"ATLAS OF THE FLOODLINE IN THE JUNGLE"
A Speculative Compositional Lexicon
The ATLAS OF THE FLOODLINE IN THE JUNGLE is less a notational system than a pre-architectural mythology. A subtextual cartography rendered in diagrams, it reimagines the musical score not as a neutral transmitter of intention, but as an ideological precinct—part reliquary, part hypothesis. It is both machine and mood, a floodplain of expressive debris awaiting performers who are not merely interpreters but settlers, archeologists, and insurgents.
Developed specifically to interface with the Conn (12A) Wonder Parlor Pocket Cornet—an instrument of ornamental brevity and compact bravura—the lexicon forges a language that acknowledges the instrument's historic sentimentality while deploying it as a node of tactical subversion. The score becomes a form of compressed infrastructure: not just notating what is to be played, but why, where, and in what speculative environmental condition it should occur.
The Lexicon as Construct: Vertical Grammar, Diluvial Syntax
At the heart of the ATLAS is a set of archetypes—call them glyphs, indices, or pressure points—that do not merely point to pitch or time, but represent topographic tensions: surge, saturation, stagnation, and exposure. Each symbol is a miniature edifice, a spatialized ideogram that presumes a certain climatology. Notation is treated here not as an artifact of sound, but of weather. In this regard, we have not merely a system of signs, but a hydraulic epistemology—notation as the map of forces, as an inventory of subsurface sediment.
Lines bleed. Margins flood. Boundaries are traced not with clefs and meters, but with sedimentations of musical precedent and imaginary collapse. One archetype—a series of concentric circles punctuated by jagged verticals—signals “post-sonic liquefaction,” a moment in the score when the performer must enact not a note but the idea of structural failure under acoustic strain. This is not a rupture; it is a cultivated deterioration.

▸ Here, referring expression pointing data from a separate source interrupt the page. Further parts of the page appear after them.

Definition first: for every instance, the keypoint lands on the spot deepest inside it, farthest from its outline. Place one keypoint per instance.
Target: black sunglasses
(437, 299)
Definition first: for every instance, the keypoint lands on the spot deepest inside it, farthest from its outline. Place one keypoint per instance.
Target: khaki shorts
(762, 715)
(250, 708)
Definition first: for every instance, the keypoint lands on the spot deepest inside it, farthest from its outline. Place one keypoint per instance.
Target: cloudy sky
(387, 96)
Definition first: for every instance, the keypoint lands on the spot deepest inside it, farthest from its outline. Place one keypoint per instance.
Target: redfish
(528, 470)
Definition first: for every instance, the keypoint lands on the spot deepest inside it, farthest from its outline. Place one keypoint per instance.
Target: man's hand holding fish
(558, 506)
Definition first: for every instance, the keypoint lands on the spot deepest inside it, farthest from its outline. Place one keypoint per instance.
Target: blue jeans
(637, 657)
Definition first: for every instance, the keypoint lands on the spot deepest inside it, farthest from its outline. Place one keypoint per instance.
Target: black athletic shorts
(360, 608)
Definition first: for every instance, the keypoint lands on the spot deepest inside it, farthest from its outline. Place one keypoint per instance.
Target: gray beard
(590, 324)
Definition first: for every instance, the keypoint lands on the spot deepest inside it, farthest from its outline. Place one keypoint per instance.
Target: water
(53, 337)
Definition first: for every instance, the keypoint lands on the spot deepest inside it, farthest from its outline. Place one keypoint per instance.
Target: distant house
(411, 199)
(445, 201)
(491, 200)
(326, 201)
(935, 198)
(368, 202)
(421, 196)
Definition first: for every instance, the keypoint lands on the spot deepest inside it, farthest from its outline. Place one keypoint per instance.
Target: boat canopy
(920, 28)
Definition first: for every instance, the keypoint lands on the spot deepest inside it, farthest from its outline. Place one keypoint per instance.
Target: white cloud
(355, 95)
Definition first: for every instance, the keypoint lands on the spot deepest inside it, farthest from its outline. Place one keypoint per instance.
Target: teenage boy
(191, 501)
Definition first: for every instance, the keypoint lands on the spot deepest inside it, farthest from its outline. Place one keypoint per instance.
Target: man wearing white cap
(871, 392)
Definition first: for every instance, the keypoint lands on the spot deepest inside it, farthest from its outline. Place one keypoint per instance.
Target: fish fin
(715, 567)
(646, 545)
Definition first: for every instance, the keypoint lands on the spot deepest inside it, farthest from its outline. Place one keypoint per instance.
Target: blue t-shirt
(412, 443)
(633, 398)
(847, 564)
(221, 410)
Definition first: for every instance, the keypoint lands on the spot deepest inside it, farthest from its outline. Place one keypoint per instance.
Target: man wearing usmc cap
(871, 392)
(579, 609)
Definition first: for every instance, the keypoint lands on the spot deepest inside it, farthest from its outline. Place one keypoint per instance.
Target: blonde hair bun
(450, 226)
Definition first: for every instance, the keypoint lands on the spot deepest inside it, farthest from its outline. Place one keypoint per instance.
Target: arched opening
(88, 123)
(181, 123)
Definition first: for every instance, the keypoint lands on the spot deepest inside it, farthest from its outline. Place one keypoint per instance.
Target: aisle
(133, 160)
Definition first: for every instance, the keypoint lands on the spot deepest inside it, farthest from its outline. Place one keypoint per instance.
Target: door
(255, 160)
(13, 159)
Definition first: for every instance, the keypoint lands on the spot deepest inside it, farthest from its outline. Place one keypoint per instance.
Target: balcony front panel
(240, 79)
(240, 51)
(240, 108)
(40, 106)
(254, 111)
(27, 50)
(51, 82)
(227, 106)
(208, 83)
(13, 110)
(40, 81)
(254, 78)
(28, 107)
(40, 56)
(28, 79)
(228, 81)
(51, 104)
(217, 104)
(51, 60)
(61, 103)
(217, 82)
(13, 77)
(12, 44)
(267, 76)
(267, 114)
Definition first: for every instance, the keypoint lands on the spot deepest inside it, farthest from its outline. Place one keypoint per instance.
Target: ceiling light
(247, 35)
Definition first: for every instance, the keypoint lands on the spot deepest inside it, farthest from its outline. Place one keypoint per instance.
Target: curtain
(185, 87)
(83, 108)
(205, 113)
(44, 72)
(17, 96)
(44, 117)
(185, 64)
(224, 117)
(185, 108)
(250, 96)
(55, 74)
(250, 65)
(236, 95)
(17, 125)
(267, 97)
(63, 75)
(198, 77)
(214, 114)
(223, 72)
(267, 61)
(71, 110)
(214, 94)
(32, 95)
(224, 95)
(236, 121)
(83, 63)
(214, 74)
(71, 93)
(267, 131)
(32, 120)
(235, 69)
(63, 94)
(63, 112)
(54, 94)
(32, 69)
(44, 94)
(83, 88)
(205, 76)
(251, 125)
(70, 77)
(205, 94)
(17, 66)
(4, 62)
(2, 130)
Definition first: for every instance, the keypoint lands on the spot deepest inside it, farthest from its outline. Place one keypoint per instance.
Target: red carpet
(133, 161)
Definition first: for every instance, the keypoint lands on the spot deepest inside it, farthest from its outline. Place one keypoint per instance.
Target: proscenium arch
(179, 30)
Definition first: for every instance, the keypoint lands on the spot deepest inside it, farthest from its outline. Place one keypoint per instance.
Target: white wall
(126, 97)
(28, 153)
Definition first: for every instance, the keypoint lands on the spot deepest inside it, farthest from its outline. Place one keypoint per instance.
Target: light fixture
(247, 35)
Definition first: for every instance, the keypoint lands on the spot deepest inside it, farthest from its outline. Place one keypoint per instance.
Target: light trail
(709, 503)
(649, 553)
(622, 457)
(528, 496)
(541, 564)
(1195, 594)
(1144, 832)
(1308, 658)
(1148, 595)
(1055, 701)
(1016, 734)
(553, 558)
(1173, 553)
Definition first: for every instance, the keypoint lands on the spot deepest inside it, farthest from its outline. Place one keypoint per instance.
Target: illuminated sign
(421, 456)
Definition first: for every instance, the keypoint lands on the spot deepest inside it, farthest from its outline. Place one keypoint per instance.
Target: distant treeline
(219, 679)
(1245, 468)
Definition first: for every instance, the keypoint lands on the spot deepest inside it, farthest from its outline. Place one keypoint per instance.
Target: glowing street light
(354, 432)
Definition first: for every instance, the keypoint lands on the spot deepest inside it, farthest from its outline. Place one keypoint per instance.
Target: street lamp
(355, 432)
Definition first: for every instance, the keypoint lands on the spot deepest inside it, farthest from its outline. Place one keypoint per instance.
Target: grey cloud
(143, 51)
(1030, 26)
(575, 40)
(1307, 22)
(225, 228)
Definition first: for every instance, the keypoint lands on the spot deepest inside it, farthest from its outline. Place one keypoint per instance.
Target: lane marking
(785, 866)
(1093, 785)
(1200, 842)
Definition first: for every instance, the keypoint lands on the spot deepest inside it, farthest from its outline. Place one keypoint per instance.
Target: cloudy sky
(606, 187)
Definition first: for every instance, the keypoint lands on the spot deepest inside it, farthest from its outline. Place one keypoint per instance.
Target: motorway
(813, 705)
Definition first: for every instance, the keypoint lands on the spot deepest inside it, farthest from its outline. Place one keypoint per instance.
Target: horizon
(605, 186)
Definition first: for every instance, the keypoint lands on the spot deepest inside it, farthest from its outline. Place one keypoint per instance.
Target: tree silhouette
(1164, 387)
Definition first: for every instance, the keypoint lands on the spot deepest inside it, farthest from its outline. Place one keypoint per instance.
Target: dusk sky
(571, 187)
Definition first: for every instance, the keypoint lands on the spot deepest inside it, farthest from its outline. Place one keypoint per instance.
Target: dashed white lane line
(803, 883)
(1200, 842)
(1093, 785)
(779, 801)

The Jungle as Pretext, The Cornet as Mythology
To speak of the “jungle” in the title is not to evoke a geography but a semiotic thicket—a deliberately overgrown referential field in which signals tangle and drown. The ATLAS does not aim to clarify the jungle but to honor its resistance to monocultural order. The Cornet, small and deceptively playful, is weaponized as a proxy for the explorer's voice: sometimes declaring, other times camouflaging, or simply mirroring the lush, wet disorientation of the surrounding system.
Rather than using traditional dynamics or articulations, performers are instructed through geotemporal directives: play as if beneath a canopy in monsoon; intonate with the weight of sunken architecture; emit tone as if interrupting fungal growth. These are not metaphors, but procedural truths of the new lexicon.
Towards the Future -Isms: Adaptive Musics for Discontinuous Times
The ATLAS does not end with the Cornet. It anticipates future -isms—musical, architectural, and ecological—that it will seed rather than merely predict.
Fossilist Expressionism might arise, where compositions simulate the slow pressure of mineral time upon musical form. Here, the ATLAS’s layered strata of notation could guide performers in mimicking deep compression: phrases fold inward, intervals erode into drone sediment.
Post-Urban Echoism could leverage the ATLAS as a blueprint for soundwalks in decommissioned spaces. With its glyphs serving as ritualized sonifications of forgotten civic plans, the work extends into the spatial politics of acoustic memory—abandoned metros, flooded libraries, brutalist relics used as natural reverb chambers.
Hydrographic Serialism, too, might develop: a compositional mode based entirely on tidal and weather-based cycles, scored with symbols derived from the ATLAS’s floodline index. This -ism would require performers to use NOAA data or speculative climate models to generate musical action.
The Performance as Cartographic Incursion
A performance of a work under the ATLAS rubric is a ritual incursion, a temporary claim staked in the interpretive wilderness. The cornetist must approach the score as an urbanist might a half-sunken city—charting submerged transit lines, listening for reverberations in collapsed concrete halls. Practice becomes excavation, and the page a palimpsest of submerged strategies. There is no singular reading. The ATLAS demands residency in the material. It’s a dwelling score.
Each score is site-specific by default: not to place, but to climate, contour, tension. The player’s breath is not merely air—it is pressurized atmosphere, pushing against the ecology of notation, altering weather patterns on the page.
Concluding Ruins: The Score as Memorial and Prototype
To engage with the ATLAS OF THE FLOODLINE IN THE JUNGLE is to situate oneself in a speculative history that is already decomposing. It is not a map of what music has been, nor what it might be. It is a score of losses, forecasts, and interstitial domains.
The Conn Wonder Parlor Pocket Cornet becomes the instrument of choice not because of its tradition, but because of its ability to sound like memory—compressed, evaporating, almost nostalgic for futures it never had.